Hayatımda bilmediğim hiçbir şey olmuyor. Her şey eskiden beri bildiğim olayların tekrarı sanki. Gece oluyor, gündüz oluyor. Gün dediğin yirmi dört saatmiş, öyle olduğu söyleniyor.
Etrafıma bakıyorum herkes ve her şey için hayat aynı. Sabah evden çıkanlar, evde kalanlar, aynı yöne gidenler, ayrı yönlere dağılanlar. Çok yukarıdan bakınca karıncalar gibi görünüyoruz. Ağaçlar, nehirler, dağlar, kuşlar, çiçekler bu rutin hayata razı olmuş, konu mankeni gibiler.
Her gün kendime iş çıkarmasam bu sefer yataktan çıkmak istemiyorum. İşim olmazsa o kafe senin bu kafe benim kahve, kitap derdine düşüyorum. Çaresizlik hissettiğim zamanlardaki tek kurtuluşumun bu olduğunu bilerek…
Zaman yirmi dört saatte geçip gitmekte midir? Yoksa zaman bir kum saati gibi tersine çevrilip durmakta, hayatsa olmuşla olacak arasında bir tekrardan mı ibarettir?
“Bir çöl kaç kum saati eder içimde” demiş Küçük İskender.
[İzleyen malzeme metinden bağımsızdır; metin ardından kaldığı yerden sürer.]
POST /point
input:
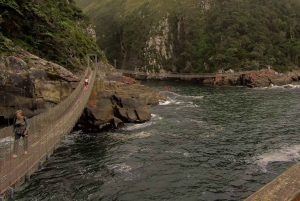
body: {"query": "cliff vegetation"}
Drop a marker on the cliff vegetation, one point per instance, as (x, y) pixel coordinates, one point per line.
(194, 36)
(57, 31)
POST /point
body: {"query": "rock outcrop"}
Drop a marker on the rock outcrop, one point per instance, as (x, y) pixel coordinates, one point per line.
(116, 101)
(32, 84)
(264, 79)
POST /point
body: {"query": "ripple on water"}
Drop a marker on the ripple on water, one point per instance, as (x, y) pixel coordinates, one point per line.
(286, 154)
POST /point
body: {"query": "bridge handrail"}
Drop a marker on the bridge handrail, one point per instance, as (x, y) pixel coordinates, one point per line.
(7, 131)
(180, 75)
(46, 130)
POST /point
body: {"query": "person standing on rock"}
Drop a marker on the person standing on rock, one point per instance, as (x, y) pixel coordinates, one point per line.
(86, 82)
(20, 129)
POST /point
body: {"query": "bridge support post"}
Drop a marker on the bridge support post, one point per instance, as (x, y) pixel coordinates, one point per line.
(27, 177)
(40, 165)
(9, 193)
Hayatımıza ne kadar çok anlam yüklüyoruz ve içinden çıkılmaz bir labirente sıkıştırıyoruz kendimizi.
Cassandra Sendromu sardı sanki ruhumu. Hani Truva Kralı Priamus’un kızı Hektor’un kız kardeşi olan güzeller güzeli Cassandra. Tehlikleri önceden sezen, gelişmiş duyma yeteneğiyle olacakları önceden duyan ve iri gözleriyle görebilen Cassandra. Ama bunları kimseye anlatamaz, anlatmaz, içinde yaşar. Hem bedenen hem ruhen yıpranır. Bir lanet gibi sarmıştır onu bu yeteneği. Belki de toplumsal vicdana sahip olmanın yükü altında, sorumluluk duygusuyla kıvranır, acı çeker. Onun da laneti budur.
Birçok şeyi tahmin eder ama yine de bekleriz. Neyi beklediğimizi bilemeden, kendimizce sebepler bularak bekleriz. Belki de bu yüzden tekrar eder yaşadıklarımız. Tekamüle erememenin sebebi bu olabilir mi? Sorunlardan sürekli kaçma ya da olanı olduğu gibi kabul etme ve hatta ruhun tüm bu olası tekrarlar yüzünden kendi içinde verdiği sayısız mücadeleyle sınanmasının sebebi yine kendimiz miyiz?
Hayatımızdaki tekrarlar gibi ruhumuz da tekrar eden iniş çıkışlardan ibaret bir döngünün içinde sanki. Bazen Van Gogh’un depresyonunu anlatan sarı renkleri, bazen ışık ve gölge ustası Rembrandt’ın bize yaşlılığı hatırlattığı açıklı koyulu tabloları gibi içimize kapanıyor, anlamaya, anlamlandırmaya çalışıyoruz hayatımızı.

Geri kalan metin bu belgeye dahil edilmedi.